The poem begins conversationally enough, describing how the persona's problems with life began as a child. The sentences are fairly choppy as we adjust to a reality where the persona, even as a child, had the power to incapacitate and beat whoever bothered him. The shift in perspective, from child to adult, is signaled through an increase in abstraction and convolution of syntax: "I don't trust the possibilities for intervention one learns as an adult, and besides, they don't work very well." The register also shifts as the diction elevates with "possibilities for intervention."  Yet, in the original, "Les possibilités d'intervention qu'on acquiert en devenant adulte, outre qu'elles ne vont pas loin, je m'en méfiais," the division of the syntax into three distinct phrases mimics the choppiness of the beginning, but that syntactic echo depends on an idiomatic French structure that does not have a good parallel in English. That middle phrase, "and besides," was the closest I could come to the original without sounding unintentionally awkward.

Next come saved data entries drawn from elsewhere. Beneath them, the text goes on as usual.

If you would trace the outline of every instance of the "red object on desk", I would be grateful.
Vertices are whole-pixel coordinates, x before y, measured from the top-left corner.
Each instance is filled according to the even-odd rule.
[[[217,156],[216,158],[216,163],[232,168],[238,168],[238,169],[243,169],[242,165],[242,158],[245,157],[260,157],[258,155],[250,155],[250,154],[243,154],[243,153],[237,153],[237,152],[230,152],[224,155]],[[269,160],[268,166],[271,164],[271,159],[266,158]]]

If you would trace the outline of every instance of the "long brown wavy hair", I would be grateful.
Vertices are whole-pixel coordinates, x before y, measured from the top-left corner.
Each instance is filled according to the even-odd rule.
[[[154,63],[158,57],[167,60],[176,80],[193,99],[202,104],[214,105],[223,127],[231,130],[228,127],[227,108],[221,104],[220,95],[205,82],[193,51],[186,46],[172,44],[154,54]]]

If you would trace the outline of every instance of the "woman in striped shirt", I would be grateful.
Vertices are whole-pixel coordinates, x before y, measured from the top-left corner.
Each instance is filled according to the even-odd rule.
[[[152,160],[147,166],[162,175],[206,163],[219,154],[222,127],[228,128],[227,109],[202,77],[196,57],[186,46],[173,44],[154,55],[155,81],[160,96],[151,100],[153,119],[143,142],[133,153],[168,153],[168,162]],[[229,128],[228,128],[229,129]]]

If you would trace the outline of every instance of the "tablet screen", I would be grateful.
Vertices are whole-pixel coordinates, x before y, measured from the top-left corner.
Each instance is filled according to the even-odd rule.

The persona then makes an intentionally awkward gesture to explain the superiority of his "sack session" over those adult skills of "intervention": "You don't offer a chair to someone in bed." The absurdity of the comparison suggests the persona's disdain for well-adjusted adults and carries with it a suggestion of weakness, which foreshadows the punchline to come as the persona shifts focus on the problem with his power.

Instead of extricating himself from unpleasant people, he finds that his power grants him "patience," which causes him to accept bad situations. However, he asks how else he might have survived a "depressing life, often poor, always under the elbows of others." Here, Michaux's absurd imagery undermines the pathos within which it is couched, so that it ironically mocks the speaker. Early in my process, I had translated those "elbows" as headlocks, thinking to render the image more concretely for an American audience, but that small change eliminates the irony, for "elbows" is an intentionally strange image for this persona's oppression.

The next paragraph develops this strategy as it shifts into a recognizably historical reality: "How would I have been able to carry on for decades through so many tribulations, so many masters, near or far, through two wars, two long occupations by an armed people who believe in knocking down bowling pins." Suddenly we move from an imaginary that seems to bear little relation to the world we know to a 20th century Europe still traumatized by the great wars; in the same breath, the persona heightens the absurdity by characterizing the violence of the occupiers through a game. The absurdity of the image reduces the terror and suffering so that it is manageable, and that is the ultimate irony. The persona's mental powers, his sack session, grant him the ability to cope with anything as if it were a game, so he is stuck enduring the problems of life as he cannot both resolve them and enjoy his one exercise of power.